Os meninos são, da mesma maneira, excluídos de um momento de cuidado que ocupa um lugar de destaque na rotina institucional: pentear o cabelo. Nas entrevistas com as educadoras, evidencia-se o orgulho com o cuidado com o cabelo das crianças, ou melhor, das meninas. Observando algumas educadoras pentearem as meninas, fica impossível não pensar em uma criança brincando com sua boneca, escolhendo penteados, fazendo trancinhas... (Neves, 2008:158).

A autora destaca que, mesmo em relação às meninas, o sentido dessas experiências precisa ser problematizado, pois, em geral, não se pergunta a elas qual penteado desejam, por exemplo. Embora identifique que essa prática, presente na rotina diária, reveste-se de um significado pessoal para o adulto, um "momento isolado da educadora consigo mesma", por outro lado, elas mostram-se amorosas e cuidadosas. E é dessa experiência amorosa e de cuidado que os meninos não participavam. Entrevistando as meninas que vivenciam essa experiência, a autora identificou que, para elas, "não é o penteado em si que é o mais importante, mas, sim, ser cuidada e tocada pela educadora, havendo uma comunicação corporal em jogo da qual as crianças se apropriam" (Neve, 2008:159). Quanto aos meninos, a autora complementa:

Não estamos falando aqui de necessidades que devem ser atendidas com o cabelo sendo penteado exclusivamente por uma questão de higiene e obrigação. Estamos, assim, no campo do desejo e do envolvimento, do toque corporal e afetivo, do cuidado e da vaidade. Ou seja, o cabelo curto não precisa ser penteado, mas esse fato não constitui um obstáculo para que os meninos não sejam tocados por suas educadoras (Neves, 2008:159).

Parece-nos especialmente importante analisar esta questão do ponto de vista das necessidades, dimensão fortemente associada às práticas de cuidados em geral, particularmente com crianças pequenas. Pela análise acima referida, percebe-se que as visões de feminino e de masculino orientam as educadoras na identificação das necessidades dos meninos e das meninas, em que a dimensão afetiva e do toque corporal, no cuidado com os cabelos, não é apreendida como necessidade para além das características de tamanho de cabelos que precisam ou não ser arrumados. As diferentes formas e sentidos do ato de cuidar dependem da capacidade de interação com o outro e de identificar as suas necessidades.
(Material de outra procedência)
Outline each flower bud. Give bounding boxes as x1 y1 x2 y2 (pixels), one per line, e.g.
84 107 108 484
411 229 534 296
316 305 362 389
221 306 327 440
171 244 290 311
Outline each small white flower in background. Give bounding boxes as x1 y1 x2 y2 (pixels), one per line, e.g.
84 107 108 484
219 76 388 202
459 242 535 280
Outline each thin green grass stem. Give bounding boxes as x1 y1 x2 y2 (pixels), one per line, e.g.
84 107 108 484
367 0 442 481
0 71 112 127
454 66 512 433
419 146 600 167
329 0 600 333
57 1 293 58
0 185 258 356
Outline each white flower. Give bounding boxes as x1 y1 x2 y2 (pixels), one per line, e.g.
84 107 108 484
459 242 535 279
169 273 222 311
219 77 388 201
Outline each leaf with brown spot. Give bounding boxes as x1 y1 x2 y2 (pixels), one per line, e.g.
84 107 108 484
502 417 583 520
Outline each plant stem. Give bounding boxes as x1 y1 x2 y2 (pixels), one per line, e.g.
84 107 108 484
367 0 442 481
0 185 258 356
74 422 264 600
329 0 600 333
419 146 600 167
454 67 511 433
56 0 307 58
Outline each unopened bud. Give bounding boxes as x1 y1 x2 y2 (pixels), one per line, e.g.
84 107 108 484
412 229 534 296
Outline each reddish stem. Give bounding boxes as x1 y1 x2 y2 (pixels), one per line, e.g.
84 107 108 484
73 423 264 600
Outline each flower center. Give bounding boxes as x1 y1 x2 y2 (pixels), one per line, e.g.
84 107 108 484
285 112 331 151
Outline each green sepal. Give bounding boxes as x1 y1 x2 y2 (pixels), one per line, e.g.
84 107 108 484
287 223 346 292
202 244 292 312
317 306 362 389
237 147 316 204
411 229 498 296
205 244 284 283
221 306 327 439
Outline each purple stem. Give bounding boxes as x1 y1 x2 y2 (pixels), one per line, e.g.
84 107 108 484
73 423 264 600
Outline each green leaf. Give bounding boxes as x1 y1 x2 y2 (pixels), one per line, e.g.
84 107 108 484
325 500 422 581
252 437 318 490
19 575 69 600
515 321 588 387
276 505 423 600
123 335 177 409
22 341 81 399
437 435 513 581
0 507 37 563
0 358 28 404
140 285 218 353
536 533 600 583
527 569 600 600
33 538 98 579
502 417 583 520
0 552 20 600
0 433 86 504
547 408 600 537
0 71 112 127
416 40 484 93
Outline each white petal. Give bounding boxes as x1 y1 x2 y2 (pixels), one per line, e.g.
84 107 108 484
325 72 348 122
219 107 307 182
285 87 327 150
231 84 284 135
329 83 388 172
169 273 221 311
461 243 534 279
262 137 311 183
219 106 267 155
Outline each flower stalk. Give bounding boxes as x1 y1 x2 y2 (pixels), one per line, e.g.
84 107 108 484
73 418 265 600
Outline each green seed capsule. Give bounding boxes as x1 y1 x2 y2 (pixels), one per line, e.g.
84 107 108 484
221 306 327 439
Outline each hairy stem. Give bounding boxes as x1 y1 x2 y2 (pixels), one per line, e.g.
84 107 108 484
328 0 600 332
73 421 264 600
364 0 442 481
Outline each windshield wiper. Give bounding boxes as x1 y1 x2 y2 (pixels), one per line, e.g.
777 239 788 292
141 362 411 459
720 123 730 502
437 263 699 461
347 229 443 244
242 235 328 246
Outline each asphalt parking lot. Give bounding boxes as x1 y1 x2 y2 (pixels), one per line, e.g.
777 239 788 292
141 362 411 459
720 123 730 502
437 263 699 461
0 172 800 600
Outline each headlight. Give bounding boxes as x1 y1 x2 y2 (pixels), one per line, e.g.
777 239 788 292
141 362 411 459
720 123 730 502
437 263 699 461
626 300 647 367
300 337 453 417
Essa capacidade, social e culturalmente construída, supõe aprendizagens de conceitos e habilidades oriundos de diferentes campos do conhecimento (Maranhão, 2000).

Em nossa pesquisa, tais elementos se evidenciaram, mostrando como as concepções, oriundas das experiências sociais mais amplas, nas quais as educadoras constroem suas concepções de masculino e de feminino, se fazem presentes nos cuidados prestados aos meninos e às meninas, bem como se sobrepõem a conhecimentos adquiridos em processos de formação realizados no âmbito das próprias instituições de educação infantil. O caso de um menino e uma menina que são irmãos e freqüentam uma das instituições pesquisadas é ilustrativo dessa questão. Mariana e Marcos4 são irmãos e, na época da observação do cotidiano da instituição de Educação Infantil, estavam com 2 e 3 anos, respectivamente. Nas entrevistas com as educadoras, mesmo com as que não haviam sido educadoras dessas crianças, o caso delas era mencionado espontaneamente diante de questões relativas às dificuldades enfrentadas no trabalho, especialmente no que se referia às relações com as famílias das crianças. De acordo com depoimentos das educadoras, essas crianças são filhas de uma mãe jovem, usuária de drogas, cujo estilo de vida caracterizava-se por negligência com a própria saúde e com a dos filhos, bem como com os demais cuidados com as crianças. Diversas situações de negligência foram relatadas pelas educadoras entrevistadas, mas os exemplos e a indignação expressos por elas em relação aos comportamentos dessa mãe foram todos referidos à menina. De forma distinta, as manifestações sobre as conseqüências dessa situação para o menino necessitavam de estímulo. O silêncio em relação ao menino pode ser interpretado de diferentes maneiras. Talvez as situações que se manifestaram na instituição em relação à menina, um pouco mais nova, tenham sido mais chocantes – como o caso de ausência dela durante vários dias e, quando voltou, por determinação do Conselho Tutelar, apresentava assaduras em estágio avançado, evidenciando negligência com os cuidados básicos no ambiente familiar.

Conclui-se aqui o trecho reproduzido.